Hdu4489 the king's ups and downs

The King's ups and downs

Time Limit: 2000/1000 MS (Java/others) memory limit: 32768/32768 K (Java/Others)
Total submission (s): 163 accepted submission (s): 101

Problem descriptionthe king has guards of all different heights. rather than line them up in increasing or decreasing height order, he wants to line them up so each guard is either shorter than the guards next to him or taller than the guards next
He (so the heights go up and down along the Line).

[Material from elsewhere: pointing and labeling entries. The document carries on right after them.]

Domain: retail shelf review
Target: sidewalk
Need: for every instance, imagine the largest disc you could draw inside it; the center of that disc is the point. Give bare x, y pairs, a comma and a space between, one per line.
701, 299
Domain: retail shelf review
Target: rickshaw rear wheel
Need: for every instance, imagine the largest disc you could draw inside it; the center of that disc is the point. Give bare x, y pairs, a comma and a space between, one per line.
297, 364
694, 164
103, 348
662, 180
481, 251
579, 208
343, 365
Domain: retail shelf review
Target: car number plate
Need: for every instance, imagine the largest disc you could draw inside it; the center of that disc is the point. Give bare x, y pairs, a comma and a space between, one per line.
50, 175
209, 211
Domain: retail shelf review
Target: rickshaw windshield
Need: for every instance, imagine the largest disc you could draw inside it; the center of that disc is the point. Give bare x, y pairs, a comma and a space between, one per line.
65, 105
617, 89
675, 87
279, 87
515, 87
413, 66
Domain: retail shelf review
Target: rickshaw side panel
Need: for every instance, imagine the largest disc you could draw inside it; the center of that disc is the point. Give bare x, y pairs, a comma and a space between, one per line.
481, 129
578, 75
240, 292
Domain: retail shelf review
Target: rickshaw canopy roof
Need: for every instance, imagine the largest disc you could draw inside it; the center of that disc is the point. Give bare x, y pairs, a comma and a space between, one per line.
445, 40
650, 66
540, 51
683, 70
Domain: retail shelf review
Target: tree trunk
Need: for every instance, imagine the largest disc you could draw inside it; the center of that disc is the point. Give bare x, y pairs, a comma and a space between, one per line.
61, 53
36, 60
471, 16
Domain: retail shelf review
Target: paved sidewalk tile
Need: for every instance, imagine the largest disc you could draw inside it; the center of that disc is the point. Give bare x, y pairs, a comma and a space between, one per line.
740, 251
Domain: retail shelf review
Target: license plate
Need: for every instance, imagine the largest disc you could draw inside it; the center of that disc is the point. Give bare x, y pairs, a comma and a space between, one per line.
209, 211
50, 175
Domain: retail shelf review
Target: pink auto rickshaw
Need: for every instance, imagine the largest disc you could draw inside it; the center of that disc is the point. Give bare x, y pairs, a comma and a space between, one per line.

For example, seven guards of heights 160,162,164,166,168,170 and 172. cocould be arranged:

Or perhaps:

The King wants to know how many guards he needs so he can have a different up and down order at each changing of the guard for rest of his reign. to be able to do this, he needs to know for a given number of guards, N, how many different up and down orders
There are:

For example, if there are four guards: 1, 2, 3, 4 can be arrange:

1324,214 3, 3142,231 4, 3412,423 1, 4132,241 3, 3241,142 3

For this problem, you will write a program that takes as input a positive integer N, the number of guards and returns the number of up and down orders for N guards of differing heights.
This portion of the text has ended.